Print page Resize text Change font-size Change font-size Change font-size High contrast

Home > Standards & Guidances > Methodological Guide

ENCePP Guide on Methodological Standards in Pharmacoepidemiology


4.6. Research networks


4.6.1. General considerations


The need to pool data across different databases in order to gain power and increase generalisability of the results is becoming increasingly necessary. In Europe, collaborations for multi-database studies have been strongly encouraged over the last years by the drug safety research funded by the European Commission (EC) and public-private partnerships such as the Innovative Medicines Initiative (IMI). The funding resulted in the conduct of groundwork necessary to overcome the hurdles of data sharing across countries. A growing number of studies use data from networks of databases, often from different countries.


In the US, the HMO Research Network (HMORN), the OHDSI and the Sentinel initiative are examples of consortia involving health maintenance organisations that have formal, recognised research capabilities. Networking implies collaboration between investigators in sharing expertise and resources.

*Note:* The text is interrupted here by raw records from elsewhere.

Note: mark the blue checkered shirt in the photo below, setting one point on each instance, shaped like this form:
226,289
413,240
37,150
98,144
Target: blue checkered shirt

The ENCePP Database of Research Resources may facilitate such networking by providing an inventory of research centres and data sources that can collaborate on specific pharmacoepidemiology and pharmacovigilance studies in Europe. It allows the identification of centres and data sets by country, type of research and other relevant fields.


From a methodological point of view, research networks have many advantages:

  • The potential for pooling data or results maximises the amount of information gathered for a specific issue addressed in different databases.
  • Research networks increase the size of study populations and shorten the time needed for obtaining the desired sample size. Hence, they can facilitate research on rare events and speed-up investigation of drug safety issues.
  • The heterogeneity of treatment options across countries allows studying the effect of individual drugs.
  • Research networks may provide additional knowledge on whether a drug safety issue exists in several countries and thereby reveal causes of differential drug effects, on the generalisability of results, on the consistency of information and on the impact of biases on estimates.
  • Involvement of experts from various countries addressing case definitions, terminologies, coding in databases and research practices provides opportunities to increase consistency of results of observational studies.
  • Sharing of data sources facilitates harmonisation of data elaboration and transparency in analyses and benchmarking of data management.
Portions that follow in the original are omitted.